# A ban on import? - EUARK sumit notes on FBH Website



## EUARK Tony (Jun 18, 2012)

Hello all,
*"If a ban was implemented on the importation of live reptiles and amphibians, both wild caught and captive bred into Europe, would you care?"*

Please see below a link to the FBH website. It shows the notes from a recent EUARK summit meeting in Germany. It briefly outlines the history of the work done by FBH and REPTA in Britain to protect our reptile hobby and looks at the treats for the future that we face from Europe. 

This document is already out of date and the issue is quickly gaining gravitas. As you are probably aware, FBH and EUARK representatives have recently returned from a conference in Brussels to discuss these matters.
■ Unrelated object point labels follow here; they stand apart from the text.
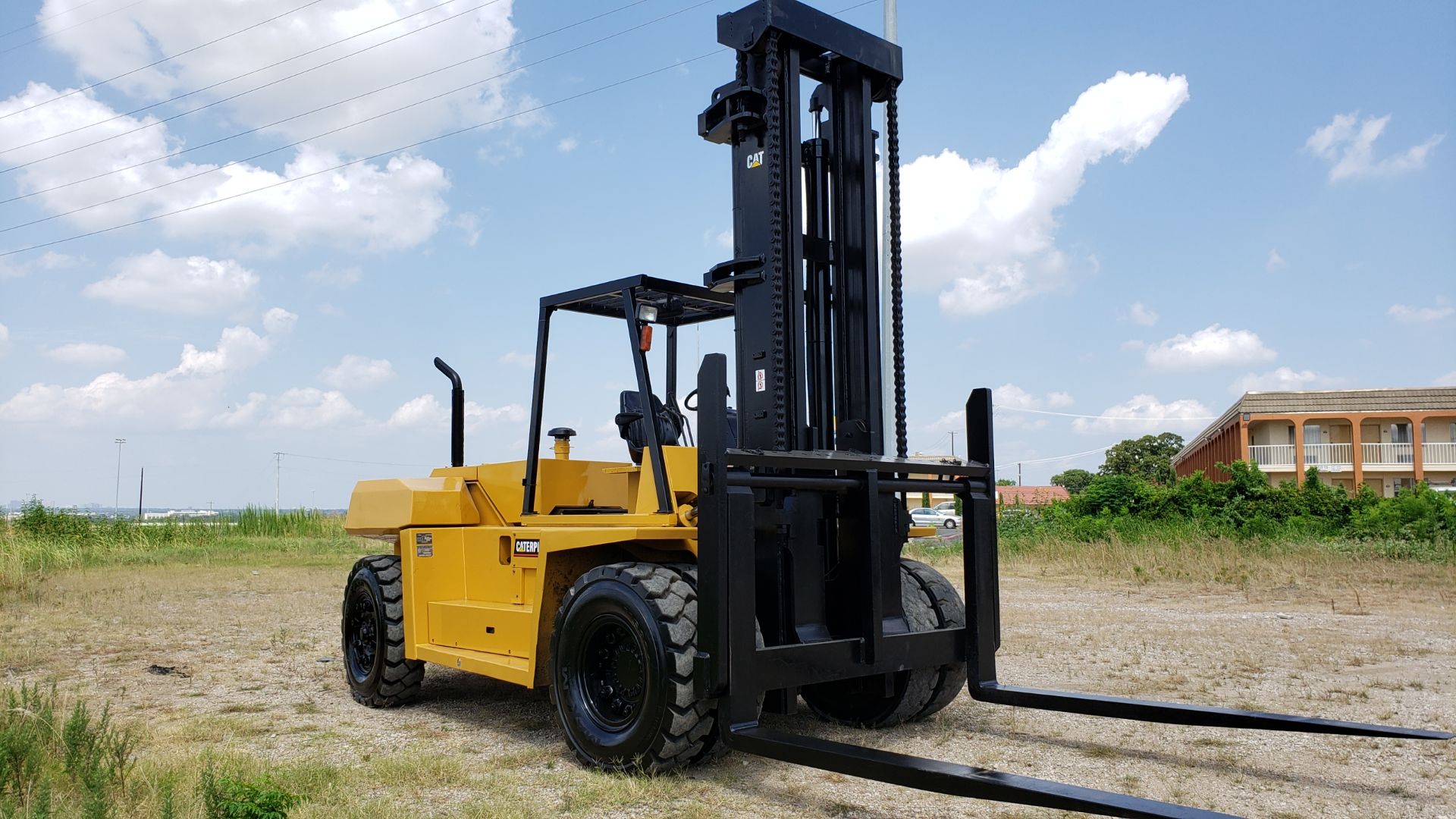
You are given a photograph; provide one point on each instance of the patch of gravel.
(246, 646)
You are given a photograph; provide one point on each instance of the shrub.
(226, 798)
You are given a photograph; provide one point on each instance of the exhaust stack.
(456, 413)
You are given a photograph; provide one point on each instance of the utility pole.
(115, 503)
(887, 357)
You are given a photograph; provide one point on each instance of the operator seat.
(634, 428)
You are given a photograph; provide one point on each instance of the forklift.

More bulletins will be released soon.

In the meantime, here's the link to the EUARK summit notes

Federation of British Herpetologists - EUARK Summit Notes

And here you can view the EUARK brochure outlining our current position.
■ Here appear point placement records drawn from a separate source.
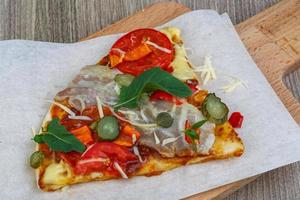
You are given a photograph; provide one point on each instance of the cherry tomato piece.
(236, 120)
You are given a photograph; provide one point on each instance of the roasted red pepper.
(192, 84)
(101, 156)
(236, 120)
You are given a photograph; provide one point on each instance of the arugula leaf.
(199, 124)
(191, 133)
(38, 139)
(59, 139)
(149, 81)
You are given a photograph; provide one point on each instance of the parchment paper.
(32, 72)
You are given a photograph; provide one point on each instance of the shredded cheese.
(157, 141)
(158, 47)
(233, 85)
(99, 105)
(80, 117)
(68, 110)
(118, 167)
(169, 140)
(207, 72)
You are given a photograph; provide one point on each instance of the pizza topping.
(36, 159)
(80, 117)
(149, 81)
(124, 79)
(137, 153)
(118, 167)
(65, 108)
(150, 125)
(108, 128)
(192, 133)
(158, 47)
(161, 95)
(236, 119)
(157, 141)
(128, 136)
(198, 98)
(83, 134)
(207, 72)
(214, 109)
(169, 140)
(164, 119)
(99, 105)
(137, 53)
(59, 139)
(144, 49)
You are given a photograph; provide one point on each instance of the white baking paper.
(32, 72)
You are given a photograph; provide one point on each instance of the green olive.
(93, 125)
(108, 128)
(124, 79)
(36, 159)
(164, 119)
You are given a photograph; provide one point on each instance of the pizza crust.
(227, 144)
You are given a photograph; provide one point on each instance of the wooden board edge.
(179, 9)
(173, 10)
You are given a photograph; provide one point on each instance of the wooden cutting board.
(272, 38)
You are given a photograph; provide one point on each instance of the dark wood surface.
(71, 20)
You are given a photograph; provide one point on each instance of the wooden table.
(70, 20)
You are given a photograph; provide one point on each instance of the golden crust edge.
(169, 163)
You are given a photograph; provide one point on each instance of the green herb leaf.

http://www.fbh.org.uk/news/downloads/euark_brochure_2012.pdf

Regards
EUARK Tony


----------



## Pete Q (Dec 4, 2007)

EUARK Tony said:


> Hello all,
> *"If a ban was implemented on the importation of live reptiles and amphibians, both wild caught and captive bred into Europe, would you care?"*
> 
> Please see below a link to the FBH website. It shows the notes from a recent EUARK summit meeting in Germany. It briefly outlines the history of the work done by FBH and REPTA in Britain to protect our reptile hobby and looks at the treats for the future that we face from Europe.
> ...


Love it, great peace of work.


----------



## chrisc (Aug 6, 2011)

i have donated to the FBH its not much but if we can all donate a small amount theres enough of us so it will soon add up to a nice ammount.

i have also emailed my local MEP's and the ukip political party in the hope that they may be able to help have also posted your updates on every forum an facebook group and urged people to donate if they can and to contact their local MEP'S.

is there anything else we can do to help fight this an support you lot?

thank you to all who are working their asses off to help safeguard our hobby and way of life for many people


----------



## chrisc (Aug 6, 2011)

have just donate £20 that was raised by the people at the swindon reptile keepers meet that was held this evening


----------